Closer, Lyric Hammersmith review - still sordid and sexy 25 years on | reviews, news & interviews
Closer, Lyric Hammersmith review - still sordid and sexy 25 years on
Closer, Lyric Hammersmith review - still sordid and sexy 25 years on
Lovers come together, split apart and come together again
Drama is writing in thin air, its content instantly spirited away into unreliable memory, so if a play is to be revived a quarter century on from its first run, it has to say something substantial about the human condition. Patrick Marber's Closer does so because people are always balancing the need for love with the need for sex, dealing with the gnawing desire for someone just out of reach, wearily coping with the emotional baggage of lives lived badly.
And here it is in a 25th anniversary revival at the Lyric Hammersmith directed by Clare Lizzimore: not bad for a play that opened quietly at the National Theatre's Cottesloe before storming the West End, Broadway, and Hollywood, where it was made into a starry Mike Nichols film that earned Oscar nods for Clive Owen and Natalie Portman. A previous revival at the Donmar starred Oliver Chris and Nancy Carroll.
Alice, Portman's screen role, is a mystery girl who is found in the road unconscious, like a malnourished Dickensian flower girl, leg bleeding, heart most likely damaged even more. Dan picks her up, takes her to A&E and they talk. She knows how to fascinate a bored man like him and he, a writer feeling as if life is passing him by, sees a lover, a muse and a subject all in one alluring package. It's all very transactional, but this is the Nineties when that sort of thing was a novelty.
At the hospital, they bump into Larry, a dermatologist who can afford to pay for sex and often does. The three are destined to meet again – repeatedly. A year or so on, a now confident Dan flirts shamelessly with Anna, a photographer commissioned to shoot him for a book cover – the book based on Alice's enigmatic life, natch – and soon, he's obsessed with the older, more worldly woman and drifting away from Alice. Anna later marries Larry but Dan steals her away and Larry has an affair with Alice.

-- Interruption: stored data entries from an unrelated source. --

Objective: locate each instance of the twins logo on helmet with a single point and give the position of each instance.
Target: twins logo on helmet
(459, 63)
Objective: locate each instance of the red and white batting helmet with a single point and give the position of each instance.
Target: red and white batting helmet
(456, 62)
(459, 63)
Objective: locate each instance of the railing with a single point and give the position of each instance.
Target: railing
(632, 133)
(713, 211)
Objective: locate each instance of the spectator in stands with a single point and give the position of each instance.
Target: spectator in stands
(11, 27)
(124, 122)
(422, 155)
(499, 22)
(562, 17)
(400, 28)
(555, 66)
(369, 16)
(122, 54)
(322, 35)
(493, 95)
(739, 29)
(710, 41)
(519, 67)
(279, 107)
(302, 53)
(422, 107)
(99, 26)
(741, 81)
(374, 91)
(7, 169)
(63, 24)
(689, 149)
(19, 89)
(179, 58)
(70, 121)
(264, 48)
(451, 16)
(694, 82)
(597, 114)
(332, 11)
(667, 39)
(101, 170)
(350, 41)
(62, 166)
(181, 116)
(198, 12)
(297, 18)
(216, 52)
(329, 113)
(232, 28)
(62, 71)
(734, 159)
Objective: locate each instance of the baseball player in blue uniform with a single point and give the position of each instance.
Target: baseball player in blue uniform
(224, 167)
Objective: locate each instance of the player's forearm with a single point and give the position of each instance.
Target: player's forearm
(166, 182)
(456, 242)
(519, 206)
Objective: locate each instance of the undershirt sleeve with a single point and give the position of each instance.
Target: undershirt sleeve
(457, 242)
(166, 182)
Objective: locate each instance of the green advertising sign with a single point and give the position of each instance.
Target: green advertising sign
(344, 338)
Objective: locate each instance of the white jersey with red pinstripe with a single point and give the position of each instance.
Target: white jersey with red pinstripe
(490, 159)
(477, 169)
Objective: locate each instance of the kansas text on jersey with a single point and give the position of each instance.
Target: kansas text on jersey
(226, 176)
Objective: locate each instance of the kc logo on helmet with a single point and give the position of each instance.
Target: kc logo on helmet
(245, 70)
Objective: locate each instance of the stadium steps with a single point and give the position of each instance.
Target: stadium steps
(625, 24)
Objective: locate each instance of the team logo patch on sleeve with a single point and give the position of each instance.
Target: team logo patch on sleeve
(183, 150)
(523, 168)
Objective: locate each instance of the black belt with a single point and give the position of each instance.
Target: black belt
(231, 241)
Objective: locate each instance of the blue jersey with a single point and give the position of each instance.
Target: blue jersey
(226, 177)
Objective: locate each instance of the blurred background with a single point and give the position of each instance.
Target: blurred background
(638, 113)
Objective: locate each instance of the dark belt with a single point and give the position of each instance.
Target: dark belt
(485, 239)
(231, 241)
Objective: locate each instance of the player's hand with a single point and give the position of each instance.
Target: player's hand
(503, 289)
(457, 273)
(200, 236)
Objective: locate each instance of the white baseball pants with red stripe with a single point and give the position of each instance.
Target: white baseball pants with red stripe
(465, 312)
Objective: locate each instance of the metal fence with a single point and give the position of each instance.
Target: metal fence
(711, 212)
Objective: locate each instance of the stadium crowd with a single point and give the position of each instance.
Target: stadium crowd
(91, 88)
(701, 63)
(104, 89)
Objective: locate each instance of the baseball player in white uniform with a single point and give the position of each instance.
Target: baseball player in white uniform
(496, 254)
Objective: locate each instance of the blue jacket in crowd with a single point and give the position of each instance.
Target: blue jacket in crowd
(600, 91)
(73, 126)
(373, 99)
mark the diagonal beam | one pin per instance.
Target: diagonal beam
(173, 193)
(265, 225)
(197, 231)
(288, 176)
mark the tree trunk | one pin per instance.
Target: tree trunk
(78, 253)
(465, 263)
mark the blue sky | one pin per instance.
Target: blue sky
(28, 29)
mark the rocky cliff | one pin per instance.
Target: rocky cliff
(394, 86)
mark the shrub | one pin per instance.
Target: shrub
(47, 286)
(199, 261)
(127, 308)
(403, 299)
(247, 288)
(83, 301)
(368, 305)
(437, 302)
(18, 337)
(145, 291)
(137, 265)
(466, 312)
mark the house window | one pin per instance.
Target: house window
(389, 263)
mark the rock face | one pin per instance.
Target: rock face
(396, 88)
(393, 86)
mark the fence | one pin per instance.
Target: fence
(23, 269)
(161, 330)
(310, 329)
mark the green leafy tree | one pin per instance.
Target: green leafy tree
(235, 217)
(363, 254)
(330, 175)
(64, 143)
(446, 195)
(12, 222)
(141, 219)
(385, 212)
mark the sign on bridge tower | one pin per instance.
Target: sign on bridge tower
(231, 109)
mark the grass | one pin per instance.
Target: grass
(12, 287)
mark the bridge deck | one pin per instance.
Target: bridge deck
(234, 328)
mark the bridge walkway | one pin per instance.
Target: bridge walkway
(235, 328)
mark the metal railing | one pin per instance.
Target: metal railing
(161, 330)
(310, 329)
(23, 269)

It's all a little La Ronde in miniature but, in the week when Ben Affleck married Jennifer Lopez, hardly seems too far-fetched. And it affords the opportunity for Marber to inject piercing, cynical insights on romance, sex, power and, especially, selfishness into his tight, urgent script. At once, the play feels modern and classical, a chorus of musicians and young actors adding more than a touch of Greek Tragedy to the heady mix.
Ella Hunt, crucially as young herself as Alice, adopts different personality types as she hunts for what she wants (or thinks she wants) – in this Brechtian staging, we actually see her renewing herself, wigs, costumes, make-up applied stage right. She can be tempting, needy and bolshy all at once – and it's hard to overstate just how much that appeals to a certain kind of man.
Jack Farthing gives Dan a certain aloofness, but he can't sustain it once the FOMO (Fear Of Missing Out, as today's young people say) kicks in and he slimily inveigles himself into and out of the lives of Alice and Anna (and other women, off stage). He is the walking, talking embodiment of male entitlement, with the added extra of brittle self-regard that so often accompanies that most distasteful of character traits.
Sam Troughton's doctor (pictured above with Nina Toussaint-White) is at least honest, rampantly oversexed, funny and self-aware, but hardly to be excused for his excesses, his casual disregard for the psychological wellbeing of others. Plenty of middle aged men will trying very hard not to laugh at his superego-free rants if they're sitting next to their partners – in fact, best to say right here, right now, that this is not a date play at all!
Nina Toussaint-White is harder to work out as Anna, the photographer who captures the pain and personalities of strangers through her lens, but gives little of herself away. Sure she's damaged (with typically brutal frankness, Larry points out that we all are to a lesser or greater extent) but the camera is her extra layer of armour, supplementing the carapace of skin (there's a lot about skin in this play) and it was only at the curtain call, that I realised that her Anna had not smiled through the previous two hours.
Intellectually stimulating, sexy and funny, what's not to like? Well, since 1997 when first we met Dan and Larry, this kind of man has embedded himself in our body politic, elevated entitlement to a shameless and effective motivation and gaslighted a public who should know better but have become as dangerously transactional as Alice. When the lights went up, I was glad to leave their company behind and check my phone to confirm that the Prime Minister, a man half-Larry and half-Dan, really was gone. But, like those two, he couldn't resist leaving the door open for a return, the bastard.